Marathon, Triathlon, Cycling, Endurance, Strength & Conditioning, Functional Fitness, Track & Field, Cross Country, Mountain Biking
Coach
Dr. Caitlin Alexander

Enhance your performance and reduce injury risk with our targeted Foot Foundation Program. This program focuses on building strength, multidirectional stability, and mobility in the lower leg to improve power transfer, balance, and efficiency. Through a series of progressive exercises, you’ll learn how to connect the foot with the rest of the kinetic chain (since no part of the body works in isolation), and develop resilient feet and ankles capable of handling high training loads and varied terrain. Whether you’re a runner, cyclist, triathlete, or simply an outdoor adventurer, this program is perfect for those looking to optimize their movement and reduce risk of common overuse injuries.

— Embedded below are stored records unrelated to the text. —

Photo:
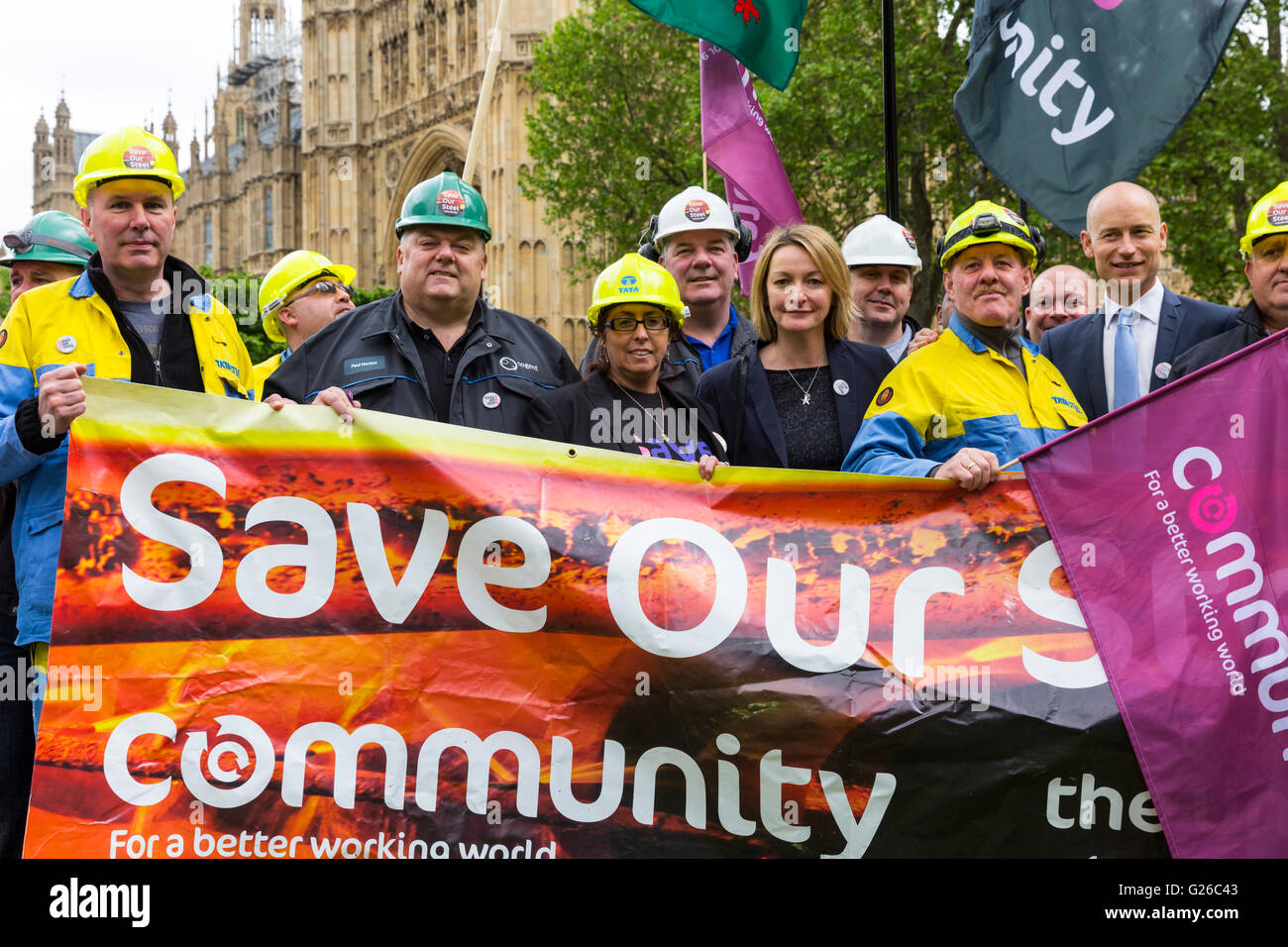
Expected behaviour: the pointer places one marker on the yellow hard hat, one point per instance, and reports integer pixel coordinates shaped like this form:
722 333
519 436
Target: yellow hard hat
635 279
288 274
991 223
129 153
1269 215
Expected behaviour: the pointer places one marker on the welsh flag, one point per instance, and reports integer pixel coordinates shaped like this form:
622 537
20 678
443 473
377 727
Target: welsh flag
763 35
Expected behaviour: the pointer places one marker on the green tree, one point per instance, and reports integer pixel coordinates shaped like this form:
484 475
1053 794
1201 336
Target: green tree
617 131
1231 151
616 128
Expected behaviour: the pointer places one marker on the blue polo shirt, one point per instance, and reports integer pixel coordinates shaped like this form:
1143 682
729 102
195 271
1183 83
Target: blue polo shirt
722 348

Just a head’s up… this program is intended to be done all BAREFOOT :D So make sure you have a clean, safe space to do it! The Foot Foundation Program contains two sessions a week that take approximately 40 minutes each to complete. Every video in this program is created by Dr. Caitlin Alexander. The first month, we will work on developing good brain-body connection with the feet and utilizing muscles you've probably never thought about. The second month will progress into more strength-based movements that connect the rest of the kinetic chain (knees, hips, core). Each session starts with a bit of self soft tissue work and mobility to ensure the muscles in the lower leg are staying happy and healthy with the new load and stimulus.

At $100 for the entire 8-week program, this is broken down into just $50/month. With 2 sessions a week, this is just a little over $6 per session!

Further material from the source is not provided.